A WAR VETERAN LOOKS BACK
Leinster Leader 3 August 1963
A War Veteran Looks Back
From Battlefields of France to Gandhi’s India
A 1914-18 war veteran stretched his tall, spare frame in Mr. Jimmy Gibbon’s hairdressing premises in Ballitore on Saturday and quietly recalled some of his war experiences.
He was Mr. Bill Dunne of Colbinstown, one of the best liked men in Ballitore district. A solider in the first Battalion of the Irish Guard’s, he fought in France. At the battle of Passchendaele Ridge in October 1917, a German bullet that hit his nose left on it a long scar that remains today.
In the battle he and 34 other British soldiers were captured and placed in a cage of wire mesh but all 35 escaped from it and got back to the British lines.

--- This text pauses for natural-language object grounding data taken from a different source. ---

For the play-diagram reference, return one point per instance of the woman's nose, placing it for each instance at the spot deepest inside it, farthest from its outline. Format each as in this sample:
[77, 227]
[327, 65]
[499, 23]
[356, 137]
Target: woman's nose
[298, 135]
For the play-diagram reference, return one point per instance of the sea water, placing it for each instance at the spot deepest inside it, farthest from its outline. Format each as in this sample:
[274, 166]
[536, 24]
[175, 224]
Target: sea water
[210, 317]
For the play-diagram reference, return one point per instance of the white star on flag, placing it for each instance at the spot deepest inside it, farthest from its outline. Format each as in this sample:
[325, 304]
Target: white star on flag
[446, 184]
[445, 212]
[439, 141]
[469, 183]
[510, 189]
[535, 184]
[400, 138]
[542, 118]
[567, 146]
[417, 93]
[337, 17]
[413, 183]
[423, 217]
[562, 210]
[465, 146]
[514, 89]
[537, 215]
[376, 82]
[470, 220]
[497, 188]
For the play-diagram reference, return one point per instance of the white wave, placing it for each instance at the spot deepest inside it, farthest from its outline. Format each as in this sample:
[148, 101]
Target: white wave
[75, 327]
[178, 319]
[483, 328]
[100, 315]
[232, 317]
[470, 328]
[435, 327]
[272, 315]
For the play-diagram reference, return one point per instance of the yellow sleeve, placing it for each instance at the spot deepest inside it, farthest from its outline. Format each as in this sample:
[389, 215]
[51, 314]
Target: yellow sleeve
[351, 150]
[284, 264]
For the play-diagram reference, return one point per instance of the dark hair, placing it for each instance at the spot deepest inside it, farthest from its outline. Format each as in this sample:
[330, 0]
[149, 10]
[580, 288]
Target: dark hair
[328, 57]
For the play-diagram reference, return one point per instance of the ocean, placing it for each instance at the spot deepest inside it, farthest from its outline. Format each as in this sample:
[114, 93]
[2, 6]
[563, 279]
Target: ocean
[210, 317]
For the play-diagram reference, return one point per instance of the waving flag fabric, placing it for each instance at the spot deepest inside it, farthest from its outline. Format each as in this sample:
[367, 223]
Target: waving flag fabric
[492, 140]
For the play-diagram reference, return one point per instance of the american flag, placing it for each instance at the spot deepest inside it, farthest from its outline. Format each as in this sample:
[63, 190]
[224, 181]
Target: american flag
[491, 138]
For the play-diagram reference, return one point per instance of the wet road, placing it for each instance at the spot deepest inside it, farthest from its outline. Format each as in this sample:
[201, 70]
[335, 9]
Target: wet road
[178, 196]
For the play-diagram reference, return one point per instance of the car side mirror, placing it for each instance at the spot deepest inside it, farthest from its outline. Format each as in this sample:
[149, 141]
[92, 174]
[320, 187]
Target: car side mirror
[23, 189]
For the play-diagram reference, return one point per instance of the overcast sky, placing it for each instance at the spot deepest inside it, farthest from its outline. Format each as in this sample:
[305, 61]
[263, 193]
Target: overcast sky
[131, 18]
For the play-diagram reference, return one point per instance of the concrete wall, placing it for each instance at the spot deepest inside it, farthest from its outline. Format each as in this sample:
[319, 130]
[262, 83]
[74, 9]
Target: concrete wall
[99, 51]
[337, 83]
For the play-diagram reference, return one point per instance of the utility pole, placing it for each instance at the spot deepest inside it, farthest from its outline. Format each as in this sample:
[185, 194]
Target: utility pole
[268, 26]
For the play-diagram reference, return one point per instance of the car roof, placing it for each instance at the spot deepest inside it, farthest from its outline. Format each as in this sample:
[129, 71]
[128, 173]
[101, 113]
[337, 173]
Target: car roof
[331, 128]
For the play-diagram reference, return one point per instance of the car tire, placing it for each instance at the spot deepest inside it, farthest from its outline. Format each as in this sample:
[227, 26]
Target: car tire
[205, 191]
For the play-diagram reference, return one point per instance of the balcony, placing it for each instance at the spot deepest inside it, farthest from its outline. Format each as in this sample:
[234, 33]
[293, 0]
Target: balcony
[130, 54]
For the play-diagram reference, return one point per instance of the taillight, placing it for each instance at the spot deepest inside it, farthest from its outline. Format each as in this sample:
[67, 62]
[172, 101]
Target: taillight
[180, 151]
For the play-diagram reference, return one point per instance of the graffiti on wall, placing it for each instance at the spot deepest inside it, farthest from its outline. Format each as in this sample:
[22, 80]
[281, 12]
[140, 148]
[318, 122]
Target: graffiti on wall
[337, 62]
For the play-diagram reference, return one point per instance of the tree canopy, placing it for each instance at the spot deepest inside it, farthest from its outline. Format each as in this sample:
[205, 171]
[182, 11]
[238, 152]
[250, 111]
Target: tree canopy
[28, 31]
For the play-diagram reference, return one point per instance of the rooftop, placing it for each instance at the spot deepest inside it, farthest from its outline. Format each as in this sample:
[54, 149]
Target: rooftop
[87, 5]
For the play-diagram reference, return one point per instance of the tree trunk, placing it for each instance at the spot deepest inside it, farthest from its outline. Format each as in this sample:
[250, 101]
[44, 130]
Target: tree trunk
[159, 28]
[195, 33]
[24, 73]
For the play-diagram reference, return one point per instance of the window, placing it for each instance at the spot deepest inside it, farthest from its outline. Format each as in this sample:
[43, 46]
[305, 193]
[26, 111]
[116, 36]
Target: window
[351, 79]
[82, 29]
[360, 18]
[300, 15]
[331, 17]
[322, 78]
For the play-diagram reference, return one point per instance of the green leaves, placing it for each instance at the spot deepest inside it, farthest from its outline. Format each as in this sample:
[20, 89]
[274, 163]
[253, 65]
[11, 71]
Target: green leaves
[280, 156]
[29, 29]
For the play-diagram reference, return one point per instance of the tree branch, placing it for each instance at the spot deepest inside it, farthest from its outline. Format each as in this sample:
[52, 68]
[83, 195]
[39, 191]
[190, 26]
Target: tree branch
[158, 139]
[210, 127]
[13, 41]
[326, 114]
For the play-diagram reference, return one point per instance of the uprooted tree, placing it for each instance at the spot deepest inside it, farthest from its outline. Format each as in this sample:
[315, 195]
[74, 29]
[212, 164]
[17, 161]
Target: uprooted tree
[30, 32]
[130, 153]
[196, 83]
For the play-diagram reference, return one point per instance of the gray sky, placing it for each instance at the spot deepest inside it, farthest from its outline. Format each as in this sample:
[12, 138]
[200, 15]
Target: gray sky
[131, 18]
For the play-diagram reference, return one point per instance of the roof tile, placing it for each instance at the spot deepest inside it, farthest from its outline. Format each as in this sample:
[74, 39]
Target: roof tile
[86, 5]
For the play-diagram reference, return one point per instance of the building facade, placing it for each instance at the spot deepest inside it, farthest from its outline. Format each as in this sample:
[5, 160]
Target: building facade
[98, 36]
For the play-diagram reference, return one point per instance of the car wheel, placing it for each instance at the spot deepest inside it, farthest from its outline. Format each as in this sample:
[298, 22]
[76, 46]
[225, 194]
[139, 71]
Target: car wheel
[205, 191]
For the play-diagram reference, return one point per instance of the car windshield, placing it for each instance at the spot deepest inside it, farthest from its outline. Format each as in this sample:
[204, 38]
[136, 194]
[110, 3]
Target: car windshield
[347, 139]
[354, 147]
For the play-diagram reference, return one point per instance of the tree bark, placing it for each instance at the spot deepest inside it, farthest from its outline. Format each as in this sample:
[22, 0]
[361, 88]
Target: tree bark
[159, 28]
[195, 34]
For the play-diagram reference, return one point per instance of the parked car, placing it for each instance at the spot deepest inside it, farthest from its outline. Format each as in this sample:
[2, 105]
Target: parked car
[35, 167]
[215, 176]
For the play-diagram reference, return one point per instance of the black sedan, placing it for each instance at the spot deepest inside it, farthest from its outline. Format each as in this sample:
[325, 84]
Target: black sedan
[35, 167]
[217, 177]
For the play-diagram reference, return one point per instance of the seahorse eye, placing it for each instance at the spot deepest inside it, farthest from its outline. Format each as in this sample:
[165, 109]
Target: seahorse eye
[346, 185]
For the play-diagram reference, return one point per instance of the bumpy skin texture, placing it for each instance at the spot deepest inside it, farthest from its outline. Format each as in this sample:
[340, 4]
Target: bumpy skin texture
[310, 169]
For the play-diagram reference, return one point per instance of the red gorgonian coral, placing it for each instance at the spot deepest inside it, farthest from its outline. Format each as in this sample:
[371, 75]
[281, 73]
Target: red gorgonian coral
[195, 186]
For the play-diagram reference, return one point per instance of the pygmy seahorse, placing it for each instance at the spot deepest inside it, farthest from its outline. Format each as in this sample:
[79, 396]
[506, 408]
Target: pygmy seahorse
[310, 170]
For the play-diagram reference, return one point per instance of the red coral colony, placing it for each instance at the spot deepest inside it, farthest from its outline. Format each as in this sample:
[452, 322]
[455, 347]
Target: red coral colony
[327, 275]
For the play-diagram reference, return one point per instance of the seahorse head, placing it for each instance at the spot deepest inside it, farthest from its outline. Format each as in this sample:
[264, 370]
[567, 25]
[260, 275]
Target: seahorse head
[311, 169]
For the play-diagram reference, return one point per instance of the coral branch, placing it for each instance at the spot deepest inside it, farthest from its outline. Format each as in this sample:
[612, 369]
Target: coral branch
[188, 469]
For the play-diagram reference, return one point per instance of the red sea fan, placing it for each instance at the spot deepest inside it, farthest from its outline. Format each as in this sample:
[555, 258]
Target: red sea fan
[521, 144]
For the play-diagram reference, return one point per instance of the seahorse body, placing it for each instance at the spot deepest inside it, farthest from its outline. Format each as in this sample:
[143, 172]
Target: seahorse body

He received his first wound in February 1916, when a bomb splinter pierced his side and rendered him unconscious. He regained his senses to find himself in a hospital in Scotland.
TOLD OF 1916 UPRISING
He was discharged from the hospital in Easter Week of 1916 and allowed home on leave. Unaware of the uprising in Dublin at that time, he arrived in that city in his khaki uniform and was surprised to find all the public houses closed during what would have normally been trading hours.
“Any chance of getting a drink?” He asked a man he met outside one licensed premises.
With a startled look at Bill’s uniform, the man explained that all the shops were closed because of the uprising that was then raging in parts of the city, and advised. “The best thing you can do with that uniform on you is get out of the city as quickly as you can.”
Bill promptly took his advice, and was in time to catch a train to Colbinstown station. During his time in the trenches Bill learned what it meant to be short for food. At the battle at Loos in 1915, he and his comrades were cut off in the trenches from their base and left without food supplies for six weeks.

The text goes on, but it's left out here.